[bugfix] Fix dummy-run and multi-node issues in MoE routing and MTP (#4947)

### What this PR does / why we need it? - Fix a premature `return` in `moe_init_routing_quant_v2.cpp` so the routing kernel completes correctly instead of exiting early in certain paths. - Switch `FusedAlltoAllCommImpl` to use the MC2-based token dispatcher and prepare/finalize routines, aligning MoE communication with the MC2 algorithm optimized for Ascend devices. - Add a temporary override in `MtpProposer` to map `FUSED_ALLTOALL` back to `ALLTOALL` until the MoE communication type selection logic is fully finalized, avoiding incorrect behavior in dummy-run flows. - Simplify the MoE communication selection for Ascend 910-93 in `NPUModelRunner` by removing the EP-size guard on `FUSED_ALLTOALL`, which fixes failures in multi-node / larger-EP configurations while keeping MC2 routing under the configured token capacity. - vLLM version: v0.12.0 - vLLM main: ad32e3e19c Signed-off-by: mojave2 <chenchen145@huawei.com>
2025-12-15 14:18:23 +08:00
parent cc7b302020
commit aa02a85e4d
3 changed files with 7 additions and 4 deletions
--- a/vllm_ascend/spec_decode/mtp_proposer.py
+++ b/vllm_ascend/spec_decode/mtp_proposer.py
@@ -734,6 +734,9 @@ class MtpProposer(Proposer):
             num_input_tokens, self.runner.with_prefill)

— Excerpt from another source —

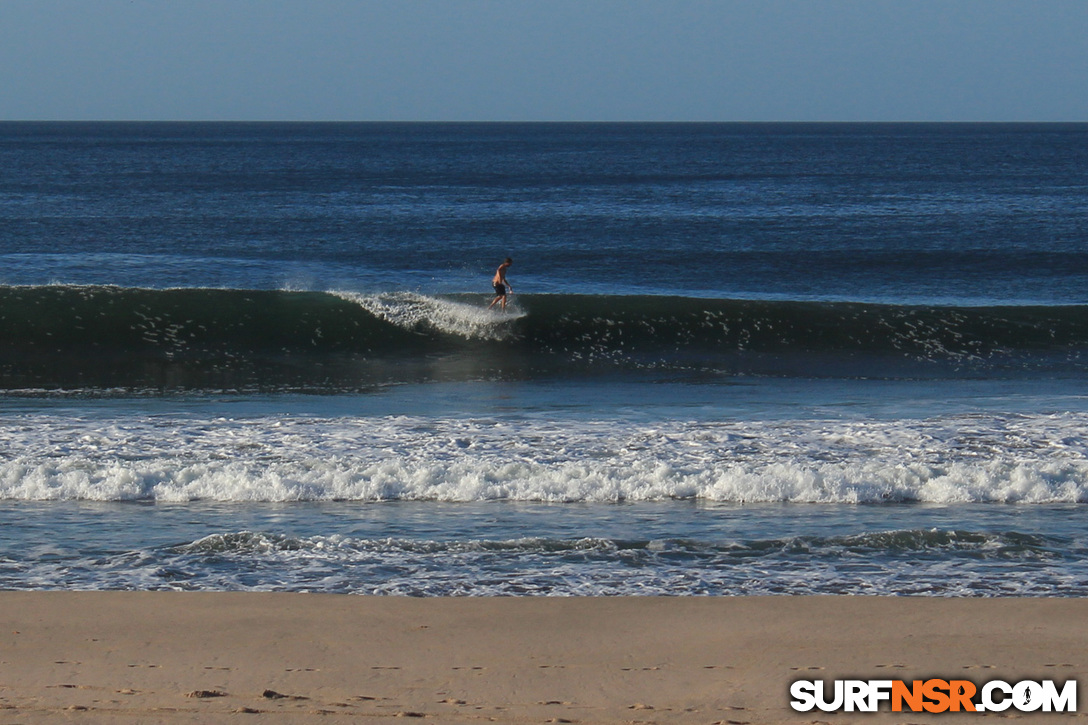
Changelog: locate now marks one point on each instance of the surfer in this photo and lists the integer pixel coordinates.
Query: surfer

        moe_comm_type = self.runner._select_moe_comm_method(num_input_tokens)
+        # TODO: remove this after moe_comm_type selection logic is finalized
+        moe_comm_type = (MoECommType.ALLTOALL if moe_comm_type
+                         == MoECommType.FUSED_ALLTOALL else moe_comm_type)

        # Enable shared_expert_dp and MTP FULL graph may cause accuracy issues.
        if scheduler_output and not self.enable_shared_expert_dp: